Payroll solutions partners are likely to start out by ensuring their clients stay well within the regulatory framework. Global ventures starting up afresh in the host country go through mandatory statutory registration in the initial stage. More established concerns already operating in the market need to give out data, which after collation, will be run through a detailed audit before it is migrated, tested via User Acceptance Test (UAT) and set up for a mock run. After this, the client is taken on a live version, post which the client ceases the payroll responsibility.

For new ventures, statutory registration takes approximately 4 weeks while payroll processing takes approximately around 2 months to kick off without interference. The same would take around 4-6 months for an established firm depending on its size and complexity of operations. 
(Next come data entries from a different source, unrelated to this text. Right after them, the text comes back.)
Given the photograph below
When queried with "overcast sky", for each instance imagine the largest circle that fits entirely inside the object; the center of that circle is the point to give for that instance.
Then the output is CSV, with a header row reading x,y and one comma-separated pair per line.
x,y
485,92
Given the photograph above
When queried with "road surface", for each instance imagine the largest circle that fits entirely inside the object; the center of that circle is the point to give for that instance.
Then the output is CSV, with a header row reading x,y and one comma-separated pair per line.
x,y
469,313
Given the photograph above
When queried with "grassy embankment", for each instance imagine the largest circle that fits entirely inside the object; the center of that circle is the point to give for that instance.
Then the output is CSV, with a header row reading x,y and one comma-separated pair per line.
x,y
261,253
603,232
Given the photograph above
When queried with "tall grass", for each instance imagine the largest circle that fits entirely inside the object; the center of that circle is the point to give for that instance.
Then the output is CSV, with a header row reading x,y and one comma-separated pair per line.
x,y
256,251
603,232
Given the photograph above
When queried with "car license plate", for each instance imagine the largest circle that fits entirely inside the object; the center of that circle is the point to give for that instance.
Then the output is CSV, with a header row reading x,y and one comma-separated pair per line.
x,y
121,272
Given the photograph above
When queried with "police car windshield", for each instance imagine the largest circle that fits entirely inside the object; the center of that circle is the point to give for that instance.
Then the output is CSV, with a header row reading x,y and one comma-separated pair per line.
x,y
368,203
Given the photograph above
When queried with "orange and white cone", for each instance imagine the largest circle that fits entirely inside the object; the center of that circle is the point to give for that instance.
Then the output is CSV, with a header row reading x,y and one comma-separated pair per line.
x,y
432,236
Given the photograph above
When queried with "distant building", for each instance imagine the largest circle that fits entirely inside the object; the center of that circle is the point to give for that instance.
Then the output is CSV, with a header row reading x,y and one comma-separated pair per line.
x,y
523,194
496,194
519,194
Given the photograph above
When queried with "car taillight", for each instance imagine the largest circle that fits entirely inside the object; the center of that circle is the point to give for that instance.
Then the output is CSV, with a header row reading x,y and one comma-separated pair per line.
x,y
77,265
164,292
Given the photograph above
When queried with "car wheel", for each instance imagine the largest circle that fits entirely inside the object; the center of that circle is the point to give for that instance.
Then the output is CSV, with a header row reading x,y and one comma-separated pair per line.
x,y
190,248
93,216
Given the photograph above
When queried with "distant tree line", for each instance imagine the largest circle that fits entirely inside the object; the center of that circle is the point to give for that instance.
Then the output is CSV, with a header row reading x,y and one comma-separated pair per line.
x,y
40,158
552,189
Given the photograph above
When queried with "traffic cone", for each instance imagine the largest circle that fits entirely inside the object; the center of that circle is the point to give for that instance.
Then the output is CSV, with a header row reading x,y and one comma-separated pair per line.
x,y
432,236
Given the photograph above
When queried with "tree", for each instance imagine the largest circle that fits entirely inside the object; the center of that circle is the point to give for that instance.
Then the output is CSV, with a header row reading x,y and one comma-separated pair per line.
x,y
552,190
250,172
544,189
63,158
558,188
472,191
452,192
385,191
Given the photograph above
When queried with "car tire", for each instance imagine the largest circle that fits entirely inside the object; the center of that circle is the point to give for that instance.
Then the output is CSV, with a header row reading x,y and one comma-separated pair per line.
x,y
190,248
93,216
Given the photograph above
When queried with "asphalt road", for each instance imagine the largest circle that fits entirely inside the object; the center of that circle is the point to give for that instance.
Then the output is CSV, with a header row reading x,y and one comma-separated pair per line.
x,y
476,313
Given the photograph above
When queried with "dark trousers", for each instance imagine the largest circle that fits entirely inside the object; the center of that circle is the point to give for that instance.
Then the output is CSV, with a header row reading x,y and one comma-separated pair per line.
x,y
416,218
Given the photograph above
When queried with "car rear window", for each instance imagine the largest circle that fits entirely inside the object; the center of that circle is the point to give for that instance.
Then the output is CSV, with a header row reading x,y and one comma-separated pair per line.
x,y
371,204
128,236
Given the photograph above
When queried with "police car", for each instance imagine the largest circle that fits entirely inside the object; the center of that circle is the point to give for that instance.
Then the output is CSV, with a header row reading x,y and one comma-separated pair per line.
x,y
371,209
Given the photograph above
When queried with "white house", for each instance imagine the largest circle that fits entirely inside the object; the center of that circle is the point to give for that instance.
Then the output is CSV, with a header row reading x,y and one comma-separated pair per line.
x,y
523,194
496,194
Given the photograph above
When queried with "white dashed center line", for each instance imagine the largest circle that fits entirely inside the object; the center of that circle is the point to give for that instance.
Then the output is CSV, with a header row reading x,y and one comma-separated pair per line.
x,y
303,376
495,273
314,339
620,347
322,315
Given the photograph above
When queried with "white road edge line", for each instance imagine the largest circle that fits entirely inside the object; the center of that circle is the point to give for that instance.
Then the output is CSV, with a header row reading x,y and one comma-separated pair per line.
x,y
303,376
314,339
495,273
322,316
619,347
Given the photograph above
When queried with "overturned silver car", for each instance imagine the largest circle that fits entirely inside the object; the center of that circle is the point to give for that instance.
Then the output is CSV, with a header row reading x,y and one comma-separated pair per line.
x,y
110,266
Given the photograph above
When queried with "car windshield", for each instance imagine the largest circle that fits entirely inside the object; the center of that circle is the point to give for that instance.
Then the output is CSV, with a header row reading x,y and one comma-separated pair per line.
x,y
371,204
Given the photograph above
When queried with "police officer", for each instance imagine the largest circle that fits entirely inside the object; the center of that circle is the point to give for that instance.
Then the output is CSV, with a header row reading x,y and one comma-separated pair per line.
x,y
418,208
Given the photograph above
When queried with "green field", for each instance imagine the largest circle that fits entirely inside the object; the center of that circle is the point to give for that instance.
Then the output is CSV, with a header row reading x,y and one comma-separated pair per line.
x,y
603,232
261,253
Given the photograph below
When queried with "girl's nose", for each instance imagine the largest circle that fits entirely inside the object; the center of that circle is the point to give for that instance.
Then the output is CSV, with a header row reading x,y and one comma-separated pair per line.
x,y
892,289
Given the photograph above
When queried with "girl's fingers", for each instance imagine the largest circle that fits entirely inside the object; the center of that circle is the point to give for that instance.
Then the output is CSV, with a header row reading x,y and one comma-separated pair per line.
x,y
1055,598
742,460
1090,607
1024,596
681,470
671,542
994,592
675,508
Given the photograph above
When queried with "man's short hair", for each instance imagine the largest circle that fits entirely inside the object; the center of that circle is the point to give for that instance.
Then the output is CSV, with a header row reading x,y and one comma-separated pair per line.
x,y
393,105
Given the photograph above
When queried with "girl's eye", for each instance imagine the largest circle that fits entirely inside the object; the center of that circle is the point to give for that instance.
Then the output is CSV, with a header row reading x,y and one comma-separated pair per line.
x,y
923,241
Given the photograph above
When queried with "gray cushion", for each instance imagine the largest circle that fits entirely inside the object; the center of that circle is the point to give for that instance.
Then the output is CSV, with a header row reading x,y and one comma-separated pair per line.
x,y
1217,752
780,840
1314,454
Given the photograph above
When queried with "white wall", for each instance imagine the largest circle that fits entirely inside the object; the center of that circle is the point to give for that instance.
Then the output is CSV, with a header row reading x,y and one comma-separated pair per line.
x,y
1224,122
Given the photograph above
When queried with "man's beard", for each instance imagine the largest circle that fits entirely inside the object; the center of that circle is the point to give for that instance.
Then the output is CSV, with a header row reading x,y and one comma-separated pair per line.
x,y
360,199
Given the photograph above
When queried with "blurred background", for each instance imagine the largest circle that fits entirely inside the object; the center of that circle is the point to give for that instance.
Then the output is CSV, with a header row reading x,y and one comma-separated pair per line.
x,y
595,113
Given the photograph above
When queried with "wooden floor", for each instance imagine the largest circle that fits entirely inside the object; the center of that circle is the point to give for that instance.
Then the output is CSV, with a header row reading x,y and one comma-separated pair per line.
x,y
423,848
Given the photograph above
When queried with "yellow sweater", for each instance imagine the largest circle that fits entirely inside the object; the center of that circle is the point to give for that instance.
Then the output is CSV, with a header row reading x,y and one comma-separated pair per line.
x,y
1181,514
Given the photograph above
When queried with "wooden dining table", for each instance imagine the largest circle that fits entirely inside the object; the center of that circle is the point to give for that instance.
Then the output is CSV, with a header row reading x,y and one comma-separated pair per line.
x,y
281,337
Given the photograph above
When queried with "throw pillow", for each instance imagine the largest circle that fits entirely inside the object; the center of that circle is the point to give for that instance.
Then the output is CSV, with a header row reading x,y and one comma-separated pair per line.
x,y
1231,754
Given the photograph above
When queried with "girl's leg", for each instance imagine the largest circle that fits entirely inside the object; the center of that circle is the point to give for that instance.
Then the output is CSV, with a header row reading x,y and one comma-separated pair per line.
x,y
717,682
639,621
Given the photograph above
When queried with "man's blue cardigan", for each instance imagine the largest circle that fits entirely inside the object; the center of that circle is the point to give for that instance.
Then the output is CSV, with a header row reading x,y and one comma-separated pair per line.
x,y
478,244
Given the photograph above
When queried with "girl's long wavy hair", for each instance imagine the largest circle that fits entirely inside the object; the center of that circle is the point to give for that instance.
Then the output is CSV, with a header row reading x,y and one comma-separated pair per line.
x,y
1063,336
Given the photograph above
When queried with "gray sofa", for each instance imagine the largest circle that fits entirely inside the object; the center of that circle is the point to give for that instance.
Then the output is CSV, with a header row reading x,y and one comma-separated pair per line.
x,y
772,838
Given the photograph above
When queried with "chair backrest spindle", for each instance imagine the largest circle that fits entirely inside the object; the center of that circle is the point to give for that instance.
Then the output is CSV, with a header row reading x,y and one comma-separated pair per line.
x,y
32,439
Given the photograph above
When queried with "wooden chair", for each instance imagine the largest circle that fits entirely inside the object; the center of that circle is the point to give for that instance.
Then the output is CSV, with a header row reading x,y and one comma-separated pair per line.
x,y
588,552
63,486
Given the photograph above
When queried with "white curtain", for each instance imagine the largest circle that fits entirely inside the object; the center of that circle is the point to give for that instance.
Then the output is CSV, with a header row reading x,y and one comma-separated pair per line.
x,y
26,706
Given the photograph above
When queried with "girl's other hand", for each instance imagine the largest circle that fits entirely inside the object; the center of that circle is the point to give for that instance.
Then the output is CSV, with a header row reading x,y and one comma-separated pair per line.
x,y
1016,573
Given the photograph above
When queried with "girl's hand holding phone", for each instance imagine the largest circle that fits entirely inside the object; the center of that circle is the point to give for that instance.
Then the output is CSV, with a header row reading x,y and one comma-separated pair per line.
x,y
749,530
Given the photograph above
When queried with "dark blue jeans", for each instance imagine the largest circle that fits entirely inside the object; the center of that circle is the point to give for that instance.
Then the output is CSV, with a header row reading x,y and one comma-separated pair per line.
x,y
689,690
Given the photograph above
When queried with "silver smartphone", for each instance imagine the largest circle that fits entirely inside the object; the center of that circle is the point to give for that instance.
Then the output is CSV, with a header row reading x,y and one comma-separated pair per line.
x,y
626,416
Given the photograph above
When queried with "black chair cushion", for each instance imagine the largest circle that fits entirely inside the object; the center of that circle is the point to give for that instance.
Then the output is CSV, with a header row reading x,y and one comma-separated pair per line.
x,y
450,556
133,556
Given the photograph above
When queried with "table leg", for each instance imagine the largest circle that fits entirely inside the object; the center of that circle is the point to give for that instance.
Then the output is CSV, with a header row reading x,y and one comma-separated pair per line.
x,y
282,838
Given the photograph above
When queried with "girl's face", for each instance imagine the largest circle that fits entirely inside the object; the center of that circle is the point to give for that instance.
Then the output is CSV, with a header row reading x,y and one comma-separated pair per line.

First-time clients also have a lot of concerns with taking the payroll load off their HR departments, knowing more about exemptions and also adhering to local tax and other statutory rules that have come into enforcement. Many of these global firms are also keen to know what domestic practices dominate the benefits and compensation area as well. 

Client reviews are held every quarter focusing on operations competencies and annual meets are held with the senior management team to survey aspects related to service performance score card , improvements, renewals additional scope and new products/services apart from unforeseeable events (like an M&A or buyout). Through these review sessions, client satisfaction, as one may come to understand, stands on top of the list. While the client enlists a broad set of requirements from day one, it is also essential for payroll providers to enhance their experience by providing supplementary advisory services in additional measure and controls to protect payroll data integrity. 

Complimentary consulting on payroll, sharing best practices and information on new products may go a long way not just in bolstering the contract but also in building long-lasting goodwill and trust.